10-30-2012, 12:52 PM
Joined: Dec 2009
Location: East Anglia
Day 12 Goreme, Turkey
I was up early this morning, not because of the need to go sightseeing or because I wanted to get on with the bike maintenance but because a twatting dog was barking next to my head at 5 o clock! I think it would have been an early start anyway as there was a few hot air balloons overhead.
Al wanted to go off roading on some of the tracks around the town today but my knee was giving me pains similar to someone sticking a sharp pencil in the back of my leg so standing on the pegs of a bike was not going to be possible for me. He was a bit unhappy with me I think but I was more gutted as he was.
We decided on a Turkish breakfast in a local restaurant which consisted of ham, cheese, fresh bread, jelly and an omelette. Very nice. Yet again a random waiter came over and spoke with us for 20 minutes about Goreme. His name was Adnan; he was Iranian and had been exiled from his country. He spoke great English and it turned out he had been in Manchester for a couple of years studying Interior Design but when money became a bit tight he came back to his family in Turkey in the hope they could save enough money in a few years to emigrate to Australia. He gave us a few local knowledge tips about what to see and do and left us to enjoy the food.
We went back to the campsite to start sorting the bikes out, clean the tar off, and check all the fluids. I had to tighten the back brake up and try and sort some wind protection because of the missing screen.
The missing screen
Al was removing the fuel tank to tighten the headbolts that had been removed to fix his oil leak. Maintenance done we locked our kit away, dressed light and headed out on the bikes to see what we could find.
First stop was Kale Girisi which is locally known as a castle, but having been born and bred right next to Caerphilly Castle in Wales I fail to see how this tiny monument warrants that title. See if you can see my issue, one of these photos is taken from my bedroom window in Wales the other is Kiri Castle.
It was pretty impressive mind, even if the scale was a little smaller than I think a castle should be. We walked to the top of the ramparts and could see this was the highest point around and therefore gave some spectacular views.
The view from the top
We did talk some bloke into taking a picture of us right on the top next to the flag and for some reason his girlfriend wanted to get in the photo with us.
From there we rode down to a viewing point overlooking the chimneys, There was loads of tourists with several bus tours arriving the same time as we did. I don’t suppose I should complain about this though as those that came from Istanbul would have sat on a bus for up to 10 hours to see what we were visiting. We sat for about half hour watching the large parties of people and drinking a cold can of coke and noticed not one of them spent any money in the local stalls, not even to buy a drink.

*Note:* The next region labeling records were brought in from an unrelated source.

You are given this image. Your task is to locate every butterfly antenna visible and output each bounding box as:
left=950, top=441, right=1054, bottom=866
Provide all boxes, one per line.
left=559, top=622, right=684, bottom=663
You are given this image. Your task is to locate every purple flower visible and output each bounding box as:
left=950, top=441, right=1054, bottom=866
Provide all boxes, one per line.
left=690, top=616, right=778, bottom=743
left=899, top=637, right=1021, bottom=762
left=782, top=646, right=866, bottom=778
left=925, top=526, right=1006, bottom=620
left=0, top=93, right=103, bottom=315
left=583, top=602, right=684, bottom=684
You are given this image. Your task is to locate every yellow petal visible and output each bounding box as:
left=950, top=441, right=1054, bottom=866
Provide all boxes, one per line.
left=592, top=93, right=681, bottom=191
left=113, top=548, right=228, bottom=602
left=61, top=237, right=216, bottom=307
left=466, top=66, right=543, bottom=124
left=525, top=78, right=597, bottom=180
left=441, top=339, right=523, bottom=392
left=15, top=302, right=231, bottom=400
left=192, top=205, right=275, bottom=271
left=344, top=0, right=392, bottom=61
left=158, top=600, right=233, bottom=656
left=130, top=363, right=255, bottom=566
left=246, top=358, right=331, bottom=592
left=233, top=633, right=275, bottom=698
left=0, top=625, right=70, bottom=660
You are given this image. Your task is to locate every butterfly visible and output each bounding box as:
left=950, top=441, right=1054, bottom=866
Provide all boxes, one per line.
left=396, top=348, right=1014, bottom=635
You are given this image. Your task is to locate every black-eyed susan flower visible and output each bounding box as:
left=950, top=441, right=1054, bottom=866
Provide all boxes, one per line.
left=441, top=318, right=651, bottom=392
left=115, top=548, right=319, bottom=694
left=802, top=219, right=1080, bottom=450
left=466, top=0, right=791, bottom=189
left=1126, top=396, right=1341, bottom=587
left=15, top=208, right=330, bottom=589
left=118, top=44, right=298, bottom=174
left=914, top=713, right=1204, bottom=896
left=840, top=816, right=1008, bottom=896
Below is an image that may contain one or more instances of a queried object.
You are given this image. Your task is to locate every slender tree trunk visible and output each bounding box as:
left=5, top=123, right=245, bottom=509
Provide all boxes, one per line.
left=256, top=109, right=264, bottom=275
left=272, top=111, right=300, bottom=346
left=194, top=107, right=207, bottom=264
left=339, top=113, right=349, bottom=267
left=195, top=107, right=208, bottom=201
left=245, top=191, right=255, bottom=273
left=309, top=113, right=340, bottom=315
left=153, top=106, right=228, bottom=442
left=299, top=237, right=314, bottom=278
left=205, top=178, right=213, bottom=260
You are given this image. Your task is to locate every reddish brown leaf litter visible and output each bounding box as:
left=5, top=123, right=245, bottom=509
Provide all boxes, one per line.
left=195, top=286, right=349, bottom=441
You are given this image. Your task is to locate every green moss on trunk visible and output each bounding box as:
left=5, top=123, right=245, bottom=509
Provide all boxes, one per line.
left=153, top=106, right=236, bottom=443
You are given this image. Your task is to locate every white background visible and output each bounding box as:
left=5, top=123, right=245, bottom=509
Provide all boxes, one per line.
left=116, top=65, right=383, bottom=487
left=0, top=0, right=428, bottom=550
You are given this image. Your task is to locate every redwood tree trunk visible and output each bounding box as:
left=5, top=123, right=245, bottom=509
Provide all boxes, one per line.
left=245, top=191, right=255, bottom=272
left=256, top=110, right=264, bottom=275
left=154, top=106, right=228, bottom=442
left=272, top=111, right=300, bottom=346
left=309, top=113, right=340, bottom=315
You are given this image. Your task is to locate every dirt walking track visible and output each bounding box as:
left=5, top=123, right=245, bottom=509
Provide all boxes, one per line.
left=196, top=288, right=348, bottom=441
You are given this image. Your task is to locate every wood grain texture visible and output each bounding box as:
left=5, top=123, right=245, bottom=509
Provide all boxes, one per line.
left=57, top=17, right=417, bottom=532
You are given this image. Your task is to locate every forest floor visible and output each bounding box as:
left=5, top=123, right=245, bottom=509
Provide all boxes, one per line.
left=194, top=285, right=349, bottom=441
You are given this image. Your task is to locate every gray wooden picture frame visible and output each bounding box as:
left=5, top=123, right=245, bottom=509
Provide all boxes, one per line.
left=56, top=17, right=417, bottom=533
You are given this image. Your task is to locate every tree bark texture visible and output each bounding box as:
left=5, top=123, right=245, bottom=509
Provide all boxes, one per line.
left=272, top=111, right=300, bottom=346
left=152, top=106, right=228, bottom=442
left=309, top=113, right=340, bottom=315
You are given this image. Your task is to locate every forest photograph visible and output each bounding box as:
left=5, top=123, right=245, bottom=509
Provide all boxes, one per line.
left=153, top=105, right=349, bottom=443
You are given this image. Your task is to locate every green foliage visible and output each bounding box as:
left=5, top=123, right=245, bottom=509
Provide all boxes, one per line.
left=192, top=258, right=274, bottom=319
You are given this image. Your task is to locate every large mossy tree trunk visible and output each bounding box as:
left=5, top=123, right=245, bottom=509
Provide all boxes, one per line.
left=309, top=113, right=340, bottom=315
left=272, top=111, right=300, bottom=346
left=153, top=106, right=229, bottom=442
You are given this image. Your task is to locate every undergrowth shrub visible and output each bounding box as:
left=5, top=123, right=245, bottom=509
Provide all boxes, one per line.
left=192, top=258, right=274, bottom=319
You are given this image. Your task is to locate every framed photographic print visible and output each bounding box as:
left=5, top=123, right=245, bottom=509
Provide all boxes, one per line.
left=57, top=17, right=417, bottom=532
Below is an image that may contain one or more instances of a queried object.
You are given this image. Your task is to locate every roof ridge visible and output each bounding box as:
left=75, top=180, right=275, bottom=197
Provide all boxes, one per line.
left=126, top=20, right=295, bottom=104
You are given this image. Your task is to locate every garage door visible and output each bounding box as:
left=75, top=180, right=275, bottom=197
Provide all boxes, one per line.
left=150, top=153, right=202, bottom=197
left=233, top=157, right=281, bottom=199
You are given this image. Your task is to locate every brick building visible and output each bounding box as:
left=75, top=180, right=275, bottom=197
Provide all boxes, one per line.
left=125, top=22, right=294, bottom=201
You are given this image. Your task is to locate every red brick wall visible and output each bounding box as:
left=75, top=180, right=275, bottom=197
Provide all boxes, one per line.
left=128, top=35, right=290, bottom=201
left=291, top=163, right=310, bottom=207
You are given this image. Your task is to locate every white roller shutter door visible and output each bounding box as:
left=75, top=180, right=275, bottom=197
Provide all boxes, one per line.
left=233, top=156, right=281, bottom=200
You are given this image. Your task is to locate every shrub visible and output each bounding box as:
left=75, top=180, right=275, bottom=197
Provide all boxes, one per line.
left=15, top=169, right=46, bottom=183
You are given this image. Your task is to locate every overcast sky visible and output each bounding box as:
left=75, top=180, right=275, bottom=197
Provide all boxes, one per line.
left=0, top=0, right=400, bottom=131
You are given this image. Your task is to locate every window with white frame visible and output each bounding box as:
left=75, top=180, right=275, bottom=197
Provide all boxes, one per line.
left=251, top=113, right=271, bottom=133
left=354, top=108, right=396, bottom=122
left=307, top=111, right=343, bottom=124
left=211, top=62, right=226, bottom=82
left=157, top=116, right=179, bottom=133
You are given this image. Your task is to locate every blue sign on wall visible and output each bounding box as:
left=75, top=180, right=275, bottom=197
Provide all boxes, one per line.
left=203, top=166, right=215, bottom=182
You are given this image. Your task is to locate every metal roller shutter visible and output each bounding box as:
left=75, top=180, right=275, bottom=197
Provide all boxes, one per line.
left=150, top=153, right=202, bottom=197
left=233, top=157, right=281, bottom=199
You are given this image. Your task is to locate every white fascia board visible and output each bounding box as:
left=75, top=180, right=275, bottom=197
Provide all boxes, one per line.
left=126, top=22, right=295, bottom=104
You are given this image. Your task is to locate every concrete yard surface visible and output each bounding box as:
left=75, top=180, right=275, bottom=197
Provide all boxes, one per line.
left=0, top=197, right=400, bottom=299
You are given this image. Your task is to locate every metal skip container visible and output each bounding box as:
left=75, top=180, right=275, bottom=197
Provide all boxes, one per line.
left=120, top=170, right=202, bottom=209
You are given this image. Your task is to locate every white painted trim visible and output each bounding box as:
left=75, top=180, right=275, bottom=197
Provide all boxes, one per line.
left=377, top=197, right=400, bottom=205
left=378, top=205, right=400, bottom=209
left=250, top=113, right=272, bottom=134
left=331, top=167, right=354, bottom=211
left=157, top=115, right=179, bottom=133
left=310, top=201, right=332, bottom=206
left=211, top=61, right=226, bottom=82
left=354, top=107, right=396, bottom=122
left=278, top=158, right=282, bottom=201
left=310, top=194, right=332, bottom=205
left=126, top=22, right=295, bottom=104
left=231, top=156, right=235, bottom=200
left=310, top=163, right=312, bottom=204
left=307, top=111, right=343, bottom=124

Just a small selection of the views
Al's afternoon was taken up off roading around some of the tracks that local companies take quad bike tours. He came back with a big grin on his face. I had been bored lying by the pool getting some sun with a cold bottle of Efes lager, so was particularly annoyed when he told me had fallen off. You see Al does not fall off very much so when he does it is usually a big one. He even forgot to take a photo for the ride report. I should say Al did get fully kitted up for his off roading, he just never took any photos
After a nasty experience in Morocco Al feels the need to be physically abused by hairy men. Some of you may have heard it called a Hamam. It is an activity where you get naked with another bloke in a steam room and they batter shit out of you with big sticks……. Or that’s what it looks like in my brain anyway. Al was determined to get me in there and had been working on me for days trying to persuade me. The only way I was going in was if he found me a nice blonde female masochist called Kristina who just happened to work in a Hamam in Goreme. It was never going to happen, so Al left me in a pub while he went off to be violated by the local pain giver. I have to say he looked quite relaxed when he returned but so was I, I had drunk 4 bottles of Efes for half the price of his massage.
The view from my pub
We had both OD’d on Kebab since getting to Turkey so I had the chicken pizza and Al went for some Turkish stew on a sizzling platter, why is it whenever you got out for food, whoever you are with gets a much nicer looking plate of food than you.
We went back to the campsite for an early night as we wanted to make a quick getaway in the morning. However there were 2 tents pitched so close to Alan's tent that the material was touching. Andreas, Paul and his girlfriend whose name escapes me had been to a 3 day rave at Lake Van and were in town to support their mate, who was a DJ and playing at Bar-Bera, a local club. They did invite us to join them but as we wanted to leave early kindly declined and sloped off for some kip. If I had realised what was to come I would have gone partying til the early hours.